Finding chairs that work well enough
First I shopped around on craigslist with no luck. Then I visited the nearby Pottery Barn Outlet store. I found some low-back and sturdy kitchen table chairs for $90 a piece. But they were the wrong color–still more than I was hoping to spend, but not so expensive that I felt guilty painting them.
Here is my process:
- Matching and purchasing paint:
- I lightly sanded all surfaces of the chair
- Wiped it down with a damp rag.
- Setup the sprayer.
This type of paint sprayer requires an air compressor. A paint brush works too.
- Started with the least visible surface (a secret to DIY)

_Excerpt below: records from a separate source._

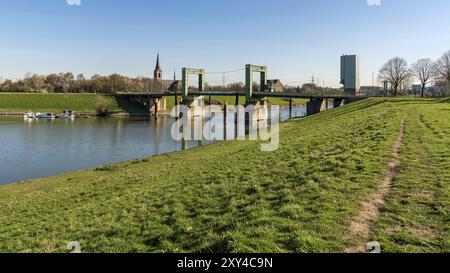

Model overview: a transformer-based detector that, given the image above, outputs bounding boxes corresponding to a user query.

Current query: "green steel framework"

[181,67,205,102]
[245,64,267,102]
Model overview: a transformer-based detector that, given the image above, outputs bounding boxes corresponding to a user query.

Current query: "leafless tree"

[411,58,434,98]
[436,50,450,83]
[379,57,411,97]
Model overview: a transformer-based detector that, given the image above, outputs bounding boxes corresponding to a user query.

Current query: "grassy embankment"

[0,99,450,252]
[0,93,305,114]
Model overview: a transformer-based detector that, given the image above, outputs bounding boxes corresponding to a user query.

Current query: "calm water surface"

[0,105,305,184]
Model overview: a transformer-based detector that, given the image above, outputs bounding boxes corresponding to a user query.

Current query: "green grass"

[373,100,450,252]
[0,93,144,114]
[0,99,450,252]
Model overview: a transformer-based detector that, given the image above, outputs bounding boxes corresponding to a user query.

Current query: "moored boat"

[23,112,36,119]
[36,113,56,119]
[58,111,75,119]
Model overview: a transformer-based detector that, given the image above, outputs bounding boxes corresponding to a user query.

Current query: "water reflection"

[0,105,305,184]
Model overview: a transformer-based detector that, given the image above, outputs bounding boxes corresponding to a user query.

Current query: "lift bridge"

[117,64,365,118]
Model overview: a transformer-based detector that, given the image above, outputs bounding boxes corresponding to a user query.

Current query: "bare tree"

[411,58,434,98]
[436,50,450,83]
[379,57,411,97]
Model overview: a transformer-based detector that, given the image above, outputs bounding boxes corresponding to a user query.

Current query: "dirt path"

[344,115,407,253]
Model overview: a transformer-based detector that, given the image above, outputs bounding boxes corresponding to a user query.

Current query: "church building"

[153,53,181,92]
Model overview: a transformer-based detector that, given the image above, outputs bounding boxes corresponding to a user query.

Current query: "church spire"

[155,52,161,70]
[153,52,162,81]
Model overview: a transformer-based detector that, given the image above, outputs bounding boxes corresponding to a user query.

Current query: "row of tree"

[379,50,450,97]
[0,73,166,94]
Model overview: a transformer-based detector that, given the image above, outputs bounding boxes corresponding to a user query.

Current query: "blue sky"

[0,0,450,86]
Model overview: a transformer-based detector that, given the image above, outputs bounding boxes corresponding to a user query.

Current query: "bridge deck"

[117,91,365,99]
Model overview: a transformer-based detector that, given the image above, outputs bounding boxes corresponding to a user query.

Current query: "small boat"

[23,112,36,119]
[58,111,75,119]
[36,113,56,119]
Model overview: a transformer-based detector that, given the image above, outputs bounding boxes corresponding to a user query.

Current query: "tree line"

[0,73,165,94]
[379,50,450,98]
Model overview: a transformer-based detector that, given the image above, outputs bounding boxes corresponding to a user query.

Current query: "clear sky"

[0,0,450,86]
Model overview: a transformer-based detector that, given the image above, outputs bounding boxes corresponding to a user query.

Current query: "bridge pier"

[333,96,344,108]
[306,98,327,116]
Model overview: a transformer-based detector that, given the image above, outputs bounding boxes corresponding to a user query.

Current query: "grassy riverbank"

[0,93,306,115]
[0,99,450,252]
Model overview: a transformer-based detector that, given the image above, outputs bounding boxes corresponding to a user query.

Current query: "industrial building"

[341,55,361,96]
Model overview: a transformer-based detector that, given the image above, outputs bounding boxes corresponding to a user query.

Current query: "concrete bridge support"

[130,95,167,112]
[333,99,344,108]
[306,98,327,116]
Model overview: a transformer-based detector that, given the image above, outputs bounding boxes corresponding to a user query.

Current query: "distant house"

[361,86,384,97]
[267,79,284,93]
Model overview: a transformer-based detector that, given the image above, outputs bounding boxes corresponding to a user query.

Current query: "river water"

[0,108,305,184]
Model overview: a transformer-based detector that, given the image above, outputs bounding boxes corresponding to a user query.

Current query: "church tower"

[153,53,162,82]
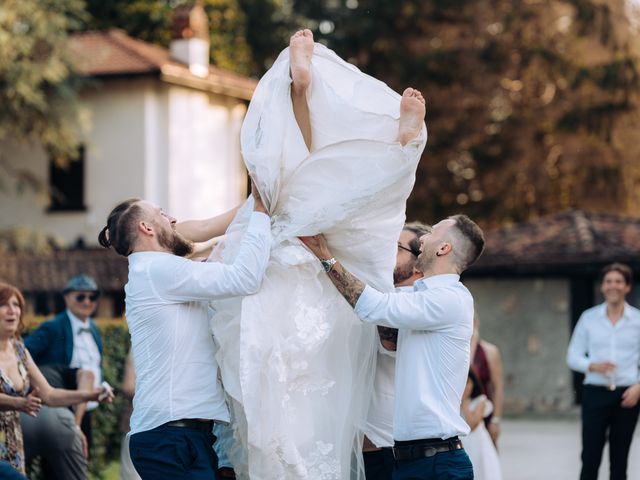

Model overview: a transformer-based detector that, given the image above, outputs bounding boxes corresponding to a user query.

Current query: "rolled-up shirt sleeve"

[355,285,464,330]
[567,315,590,373]
[157,212,271,301]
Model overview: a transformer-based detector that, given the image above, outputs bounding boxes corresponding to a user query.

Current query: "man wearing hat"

[24,274,102,445]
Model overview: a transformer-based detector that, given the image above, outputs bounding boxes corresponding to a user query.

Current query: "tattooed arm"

[300,234,366,307]
[378,325,398,352]
[321,257,366,307]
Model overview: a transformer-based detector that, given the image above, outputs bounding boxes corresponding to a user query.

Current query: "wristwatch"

[320,257,338,273]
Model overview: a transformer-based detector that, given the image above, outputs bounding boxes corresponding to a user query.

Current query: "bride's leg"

[289,30,313,150]
[398,88,426,145]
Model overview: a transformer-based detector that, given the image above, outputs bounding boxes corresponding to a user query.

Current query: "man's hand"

[20,388,42,417]
[76,425,89,458]
[488,422,500,446]
[298,233,365,307]
[298,233,333,260]
[589,361,616,375]
[620,383,640,408]
[249,173,268,215]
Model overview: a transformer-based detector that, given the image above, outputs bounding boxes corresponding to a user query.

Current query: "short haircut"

[600,263,633,285]
[449,215,484,272]
[402,221,431,257]
[0,282,25,335]
[98,198,144,257]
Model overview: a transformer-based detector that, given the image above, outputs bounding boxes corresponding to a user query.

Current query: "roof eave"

[160,64,256,100]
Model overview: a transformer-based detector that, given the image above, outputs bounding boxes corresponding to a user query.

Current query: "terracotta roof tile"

[69,29,257,100]
[69,30,171,76]
[0,248,128,292]
[470,211,640,273]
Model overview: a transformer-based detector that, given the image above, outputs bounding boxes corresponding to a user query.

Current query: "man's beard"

[393,265,413,285]
[158,230,193,257]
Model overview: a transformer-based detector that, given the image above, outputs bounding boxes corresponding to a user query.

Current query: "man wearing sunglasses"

[24,274,102,452]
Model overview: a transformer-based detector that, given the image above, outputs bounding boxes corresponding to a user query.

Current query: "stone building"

[464,211,640,413]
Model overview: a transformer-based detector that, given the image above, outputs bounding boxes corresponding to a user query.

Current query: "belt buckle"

[423,447,438,458]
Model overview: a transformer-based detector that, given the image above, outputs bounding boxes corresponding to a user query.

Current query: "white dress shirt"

[125,212,271,434]
[364,346,396,448]
[567,303,640,387]
[67,309,102,410]
[355,274,473,441]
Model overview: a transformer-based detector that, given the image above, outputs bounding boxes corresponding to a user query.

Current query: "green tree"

[295,0,640,224]
[0,0,84,166]
[84,0,290,76]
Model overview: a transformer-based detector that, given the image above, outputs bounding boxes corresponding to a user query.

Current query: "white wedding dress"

[212,44,427,480]
[462,394,502,480]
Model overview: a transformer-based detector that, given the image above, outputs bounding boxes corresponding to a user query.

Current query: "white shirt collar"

[67,308,89,334]
[413,273,460,291]
[600,302,631,322]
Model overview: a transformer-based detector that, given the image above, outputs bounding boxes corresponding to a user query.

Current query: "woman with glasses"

[0,283,111,473]
[24,274,103,460]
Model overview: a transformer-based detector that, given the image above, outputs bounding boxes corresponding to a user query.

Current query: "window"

[49,145,86,212]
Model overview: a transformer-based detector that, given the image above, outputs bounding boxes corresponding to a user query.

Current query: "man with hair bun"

[99,182,271,480]
[567,263,640,480]
[301,215,484,480]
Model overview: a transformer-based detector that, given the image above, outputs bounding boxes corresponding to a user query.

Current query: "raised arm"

[300,234,366,308]
[300,235,473,330]
[176,207,240,242]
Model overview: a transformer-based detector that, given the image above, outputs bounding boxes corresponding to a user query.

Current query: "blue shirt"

[355,274,473,441]
[567,303,640,387]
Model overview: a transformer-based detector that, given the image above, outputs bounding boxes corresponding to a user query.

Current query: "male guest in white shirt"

[567,263,640,480]
[362,222,431,480]
[99,185,271,480]
[302,215,484,480]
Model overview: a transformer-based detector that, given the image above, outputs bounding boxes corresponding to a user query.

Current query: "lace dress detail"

[0,339,30,474]
[211,44,426,480]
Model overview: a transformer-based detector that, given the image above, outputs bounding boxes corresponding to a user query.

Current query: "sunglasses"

[398,244,420,257]
[75,293,100,303]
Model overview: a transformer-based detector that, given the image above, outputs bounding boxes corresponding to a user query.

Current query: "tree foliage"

[84,0,290,76]
[296,0,640,224]
[0,0,84,160]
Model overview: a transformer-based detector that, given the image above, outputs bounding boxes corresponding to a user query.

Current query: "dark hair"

[449,215,484,271]
[98,198,143,257]
[468,368,484,398]
[402,221,431,257]
[0,282,25,335]
[600,263,633,285]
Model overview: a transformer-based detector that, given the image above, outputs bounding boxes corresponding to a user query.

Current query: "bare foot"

[289,30,313,93]
[398,88,426,145]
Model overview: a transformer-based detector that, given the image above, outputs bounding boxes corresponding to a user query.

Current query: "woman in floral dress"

[0,283,111,473]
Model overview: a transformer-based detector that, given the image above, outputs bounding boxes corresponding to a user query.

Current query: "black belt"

[583,383,629,392]
[164,418,213,433]
[393,437,462,460]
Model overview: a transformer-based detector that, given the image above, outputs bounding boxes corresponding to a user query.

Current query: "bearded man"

[98,185,271,480]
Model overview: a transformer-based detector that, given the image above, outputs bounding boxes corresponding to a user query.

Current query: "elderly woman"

[0,282,111,473]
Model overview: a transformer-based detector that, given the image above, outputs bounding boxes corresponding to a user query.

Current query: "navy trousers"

[129,425,219,480]
[0,460,28,480]
[362,448,395,480]
[580,385,640,480]
[393,450,473,480]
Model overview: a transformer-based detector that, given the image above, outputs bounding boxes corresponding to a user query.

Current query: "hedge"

[23,318,130,480]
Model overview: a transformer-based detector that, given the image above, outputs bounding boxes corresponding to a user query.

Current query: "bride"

[212,30,427,480]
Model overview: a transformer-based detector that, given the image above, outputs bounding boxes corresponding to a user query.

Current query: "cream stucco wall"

[166,86,247,219]
[0,78,247,245]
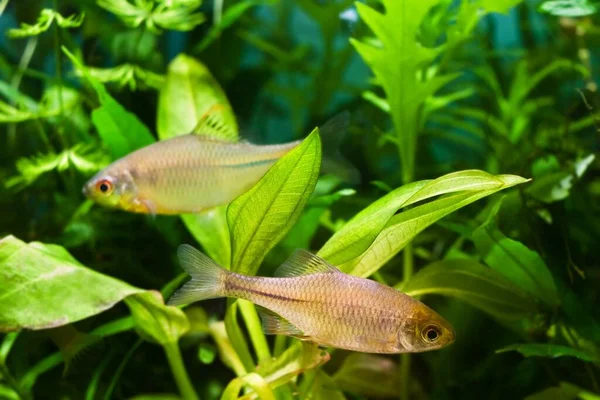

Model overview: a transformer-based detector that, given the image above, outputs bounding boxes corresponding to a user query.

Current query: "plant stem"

[0,362,31,400]
[238,300,271,361]
[163,342,199,400]
[400,243,414,400]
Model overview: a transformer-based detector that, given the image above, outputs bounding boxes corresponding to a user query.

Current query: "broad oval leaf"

[473,220,560,308]
[403,259,536,319]
[125,291,190,345]
[227,129,321,275]
[496,343,600,362]
[156,54,238,141]
[0,236,143,332]
[319,170,510,265]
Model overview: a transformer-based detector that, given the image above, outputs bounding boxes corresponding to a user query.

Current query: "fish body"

[169,245,454,353]
[83,113,359,214]
[84,134,300,214]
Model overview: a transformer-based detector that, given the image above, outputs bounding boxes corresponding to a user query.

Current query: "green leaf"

[227,129,321,275]
[525,382,600,400]
[473,208,560,308]
[125,291,190,346]
[156,54,237,267]
[8,8,85,38]
[333,353,400,398]
[496,343,600,362]
[319,170,527,273]
[350,0,456,182]
[156,54,238,141]
[62,47,155,160]
[402,259,536,319]
[538,0,598,18]
[0,236,143,332]
[194,0,266,52]
[98,0,206,33]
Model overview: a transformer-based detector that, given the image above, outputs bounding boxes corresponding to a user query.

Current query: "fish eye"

[422,325,441,343]
[96,179,114,194]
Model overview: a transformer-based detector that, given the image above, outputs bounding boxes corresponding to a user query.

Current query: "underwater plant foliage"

[0,0,600,400]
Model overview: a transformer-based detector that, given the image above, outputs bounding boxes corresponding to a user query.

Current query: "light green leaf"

[227,129,321,275]
[402,259,536,319]
[333,353,400,398]
[156,54,237,267]
[0,236,143,332]
[125,291,190,346]
[340,173,527,277]
[319,170,526,265]
[8,8,85,38]
[496,343,600,362]
[97,0,206,33]
[181,205,231,267]
[350,0,455,182]
[538,0,598,18]
[473,209,560,308]
[62,46,155,159]
[525,382,600,400]
[156,54,238,141]
[194,0,266,52]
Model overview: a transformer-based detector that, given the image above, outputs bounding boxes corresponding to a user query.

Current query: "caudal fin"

[167,244,228,306]
[319,111,360,184]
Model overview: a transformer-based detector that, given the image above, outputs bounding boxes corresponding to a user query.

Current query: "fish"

[83,111,360,215]
[167,244,455,354]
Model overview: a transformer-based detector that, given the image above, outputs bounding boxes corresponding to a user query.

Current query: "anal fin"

[256,305,304,337]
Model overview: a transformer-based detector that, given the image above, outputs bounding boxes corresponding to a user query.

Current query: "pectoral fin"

[256,306,304,338]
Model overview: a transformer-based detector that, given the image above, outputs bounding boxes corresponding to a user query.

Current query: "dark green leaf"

[402,259,536,319]
[496,343,600,362]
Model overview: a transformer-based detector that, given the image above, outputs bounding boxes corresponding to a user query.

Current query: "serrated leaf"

[473,208,560,308]
[402,259,536,319]
[62,47,155,160]
[0,236,143,332]
[496,343,600,362]
[8,8,85,38]
[350,0,455,182]
[125,291,190,346]
[319,170,526,265]
[227,129,321,275]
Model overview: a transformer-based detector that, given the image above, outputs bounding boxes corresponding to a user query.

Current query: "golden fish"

[83,112,358,214]
[168,245,455,353]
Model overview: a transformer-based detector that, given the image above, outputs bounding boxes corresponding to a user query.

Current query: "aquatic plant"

[0,0,600,399]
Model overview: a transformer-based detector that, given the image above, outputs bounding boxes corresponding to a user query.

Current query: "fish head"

[398,300,456,353]
[83,162,137,211]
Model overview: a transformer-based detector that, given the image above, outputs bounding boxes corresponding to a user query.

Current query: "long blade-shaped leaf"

[319,170,525,265]
[227,129,321,275]
[340,175,527,277]
[403,259,536,319]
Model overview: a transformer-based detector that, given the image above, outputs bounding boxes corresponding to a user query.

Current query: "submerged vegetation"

[0,0,600,400]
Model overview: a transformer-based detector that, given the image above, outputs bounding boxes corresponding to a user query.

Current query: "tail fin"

[167,244,228,306]
[319,111,360,184]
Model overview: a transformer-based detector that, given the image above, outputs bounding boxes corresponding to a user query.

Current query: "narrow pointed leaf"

[227,129,321,275]
[402,259,536,319]
[319,170,526,265]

- Finished painting all the chairs.
- Immediately rinsed tools in water.
- Let them dry over night and did a second coat the following day on high traffic areas
- Done. Happy office!
Items I used:
- Drop cloth
- Sand paper (180 plus grit)
- Paint: Latex, Semi gloss with primer added (Adding primer is particularly important when painting over an existing color.)
- Spray gun, or paint brush.
- Bucket of water
When Polly saw me out there sanding like mad it inspired her to join in. She pulled out an old funky chest-of-drawers and began her own beautifying project.
These kinds of projects make me feel more connected to my home.
If you’re new to these kinds of projects, painting furniture is a great place to start. And if you’re worried about making mistakes fear not–it’s just paint! Besides, it’s the imperfections of our handy work that gives us a deeper sense of ownership—part of me is now part of this “thing” and we have a shared memory.
Participating in the design of your own living space is a powerful way to make it come alive. Christopher Alexander’s talks in depth about this in his book “A Pattern Language,” which I highly recommend.
I hope you take the plunge into your own house projects this year. Happy DIYing!